La façon dont un consultant traite les autres — clients, collègues, fonctionnaires — fait partie de sa déontologie. Ce chapitre réunit trois interdictions de conduite : le manque de civilité, la discrimination et l'intimidation.
L'article 7 exige du titulaire qu'il fasse preuve de courtoisie et de civilité dans le cadre de ses interactions professionnelles — envers les clients, les collègues, le personnel du Collège et les représentants gouvernementaux. Défendre vigoureusement un client n'autorise jamais l'irrespect.

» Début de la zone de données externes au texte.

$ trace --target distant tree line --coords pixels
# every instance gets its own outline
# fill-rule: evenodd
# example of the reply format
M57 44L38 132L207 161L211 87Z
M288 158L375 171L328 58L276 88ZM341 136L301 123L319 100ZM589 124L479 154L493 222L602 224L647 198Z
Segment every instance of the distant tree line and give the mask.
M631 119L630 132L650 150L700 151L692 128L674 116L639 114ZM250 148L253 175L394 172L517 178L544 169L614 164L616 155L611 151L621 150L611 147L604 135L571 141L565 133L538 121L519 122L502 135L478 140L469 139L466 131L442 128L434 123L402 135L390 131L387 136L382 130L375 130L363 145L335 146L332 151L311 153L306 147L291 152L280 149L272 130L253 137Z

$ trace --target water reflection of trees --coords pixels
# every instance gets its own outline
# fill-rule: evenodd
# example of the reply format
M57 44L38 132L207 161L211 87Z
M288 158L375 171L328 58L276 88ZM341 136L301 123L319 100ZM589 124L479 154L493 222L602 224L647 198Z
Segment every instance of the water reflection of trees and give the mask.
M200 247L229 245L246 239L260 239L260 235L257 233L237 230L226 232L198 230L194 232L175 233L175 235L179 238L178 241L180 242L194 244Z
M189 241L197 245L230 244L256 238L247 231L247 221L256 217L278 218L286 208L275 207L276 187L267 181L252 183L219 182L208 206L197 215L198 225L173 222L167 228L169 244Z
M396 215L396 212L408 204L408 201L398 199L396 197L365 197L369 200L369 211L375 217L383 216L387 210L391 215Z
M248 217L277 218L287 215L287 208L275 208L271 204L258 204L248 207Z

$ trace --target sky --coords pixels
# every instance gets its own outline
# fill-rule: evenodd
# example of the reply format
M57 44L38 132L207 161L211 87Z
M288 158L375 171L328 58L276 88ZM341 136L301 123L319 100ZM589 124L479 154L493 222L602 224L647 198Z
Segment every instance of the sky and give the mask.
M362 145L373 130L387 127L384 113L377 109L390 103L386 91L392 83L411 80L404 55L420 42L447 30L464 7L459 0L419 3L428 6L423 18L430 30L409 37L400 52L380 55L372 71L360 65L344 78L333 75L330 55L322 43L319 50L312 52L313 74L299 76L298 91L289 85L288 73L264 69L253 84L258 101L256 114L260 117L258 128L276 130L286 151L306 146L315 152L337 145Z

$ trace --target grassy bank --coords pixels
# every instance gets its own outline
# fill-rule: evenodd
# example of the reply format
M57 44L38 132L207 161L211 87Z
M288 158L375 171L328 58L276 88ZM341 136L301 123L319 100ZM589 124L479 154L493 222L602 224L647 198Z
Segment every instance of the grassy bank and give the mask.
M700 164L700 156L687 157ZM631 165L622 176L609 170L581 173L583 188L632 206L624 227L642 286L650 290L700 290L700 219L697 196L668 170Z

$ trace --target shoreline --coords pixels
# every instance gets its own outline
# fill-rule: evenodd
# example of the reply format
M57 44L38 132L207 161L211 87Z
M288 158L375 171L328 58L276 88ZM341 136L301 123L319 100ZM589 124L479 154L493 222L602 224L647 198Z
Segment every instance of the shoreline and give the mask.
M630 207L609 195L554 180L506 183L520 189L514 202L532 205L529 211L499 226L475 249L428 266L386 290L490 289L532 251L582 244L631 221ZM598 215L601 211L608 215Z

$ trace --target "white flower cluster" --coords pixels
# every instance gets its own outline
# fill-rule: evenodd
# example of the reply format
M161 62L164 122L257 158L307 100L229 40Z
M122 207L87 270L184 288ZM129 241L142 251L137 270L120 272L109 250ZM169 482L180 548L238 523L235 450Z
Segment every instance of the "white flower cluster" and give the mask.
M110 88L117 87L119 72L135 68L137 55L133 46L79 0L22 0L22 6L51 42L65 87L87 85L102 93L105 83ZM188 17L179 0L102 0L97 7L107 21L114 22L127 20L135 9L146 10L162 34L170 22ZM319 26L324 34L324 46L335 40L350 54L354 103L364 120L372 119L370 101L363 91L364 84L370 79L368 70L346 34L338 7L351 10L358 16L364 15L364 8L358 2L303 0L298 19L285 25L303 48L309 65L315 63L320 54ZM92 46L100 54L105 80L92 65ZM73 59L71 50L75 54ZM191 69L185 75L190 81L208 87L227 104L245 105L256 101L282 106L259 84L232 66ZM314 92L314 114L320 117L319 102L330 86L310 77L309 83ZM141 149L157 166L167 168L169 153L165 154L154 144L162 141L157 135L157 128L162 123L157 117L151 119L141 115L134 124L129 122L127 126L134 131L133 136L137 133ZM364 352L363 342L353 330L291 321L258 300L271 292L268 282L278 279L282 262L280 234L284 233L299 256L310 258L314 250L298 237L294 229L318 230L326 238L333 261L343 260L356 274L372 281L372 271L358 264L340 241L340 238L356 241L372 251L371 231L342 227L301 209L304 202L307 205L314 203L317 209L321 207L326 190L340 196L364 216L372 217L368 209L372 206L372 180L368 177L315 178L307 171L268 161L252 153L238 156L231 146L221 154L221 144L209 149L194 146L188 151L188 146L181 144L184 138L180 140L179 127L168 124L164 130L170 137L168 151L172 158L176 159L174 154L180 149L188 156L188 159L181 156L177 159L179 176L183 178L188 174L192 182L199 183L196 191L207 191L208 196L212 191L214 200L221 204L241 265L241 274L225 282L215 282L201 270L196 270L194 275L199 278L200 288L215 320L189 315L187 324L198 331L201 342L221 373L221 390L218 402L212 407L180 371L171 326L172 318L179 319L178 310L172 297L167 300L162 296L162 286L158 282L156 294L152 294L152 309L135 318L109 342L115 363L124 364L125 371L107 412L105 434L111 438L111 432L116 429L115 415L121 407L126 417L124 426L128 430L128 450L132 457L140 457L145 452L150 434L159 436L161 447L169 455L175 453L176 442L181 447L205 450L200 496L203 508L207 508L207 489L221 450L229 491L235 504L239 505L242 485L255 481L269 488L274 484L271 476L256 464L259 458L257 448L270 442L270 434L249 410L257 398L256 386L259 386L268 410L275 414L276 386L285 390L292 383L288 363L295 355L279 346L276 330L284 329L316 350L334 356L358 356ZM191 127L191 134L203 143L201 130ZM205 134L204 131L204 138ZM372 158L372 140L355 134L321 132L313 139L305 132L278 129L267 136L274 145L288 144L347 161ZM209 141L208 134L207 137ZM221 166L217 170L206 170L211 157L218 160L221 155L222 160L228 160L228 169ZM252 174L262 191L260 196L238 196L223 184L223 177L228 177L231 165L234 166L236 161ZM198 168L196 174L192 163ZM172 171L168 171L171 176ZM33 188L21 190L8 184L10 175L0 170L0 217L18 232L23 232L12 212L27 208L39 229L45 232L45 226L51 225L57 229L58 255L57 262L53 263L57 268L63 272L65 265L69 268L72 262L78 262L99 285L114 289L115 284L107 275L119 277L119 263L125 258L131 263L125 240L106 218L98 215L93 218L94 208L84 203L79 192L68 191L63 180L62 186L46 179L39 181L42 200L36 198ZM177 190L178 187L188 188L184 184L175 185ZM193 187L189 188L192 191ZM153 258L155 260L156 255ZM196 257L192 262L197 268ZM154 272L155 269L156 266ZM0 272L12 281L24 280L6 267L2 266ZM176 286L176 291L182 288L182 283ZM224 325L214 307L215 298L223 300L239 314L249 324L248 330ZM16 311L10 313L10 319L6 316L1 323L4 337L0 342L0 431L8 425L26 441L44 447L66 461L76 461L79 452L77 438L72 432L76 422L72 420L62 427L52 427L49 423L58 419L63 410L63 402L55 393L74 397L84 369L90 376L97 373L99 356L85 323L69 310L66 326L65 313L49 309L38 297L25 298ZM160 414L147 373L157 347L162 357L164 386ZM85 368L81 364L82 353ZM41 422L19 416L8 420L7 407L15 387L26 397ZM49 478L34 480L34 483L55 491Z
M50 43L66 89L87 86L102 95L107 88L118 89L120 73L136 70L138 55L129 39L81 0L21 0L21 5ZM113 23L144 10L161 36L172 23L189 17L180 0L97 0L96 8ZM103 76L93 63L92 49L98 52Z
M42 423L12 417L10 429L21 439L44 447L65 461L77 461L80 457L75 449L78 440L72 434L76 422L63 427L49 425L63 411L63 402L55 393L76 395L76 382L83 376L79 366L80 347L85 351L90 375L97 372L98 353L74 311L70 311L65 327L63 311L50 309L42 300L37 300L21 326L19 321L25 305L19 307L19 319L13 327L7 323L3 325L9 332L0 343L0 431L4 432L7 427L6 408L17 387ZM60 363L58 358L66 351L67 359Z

L'article 10 interdit tout acte discriminatoire au sens de la Loi canadienne sur les droits de la personne dans les interactions professionnelles. Les motifs protégés incluent notamment la race, l'origine nationale ou ethnique, la religion, le sexe, l'orientation sexuelle, l'âge et le handicap.
L'article 11 interdit d'intimider ou de contraindre quiconque, et il en énumère des formes précises : pressions indues, menaces physiques ou verbales, harcèlement (y compris sexuel), exploitation des normes sociales ou culturelles, invocation fausse de conséquences administratives, et menace sans motif raisonnable de déposer une plainte ou d'intenter une poursuite.
Le point souvent négligé est l'alinéa sur l'exploitation des connaissances culturelles : utiliser sa compréhension d'une culture pour faire pression sur un client est expressément interdit.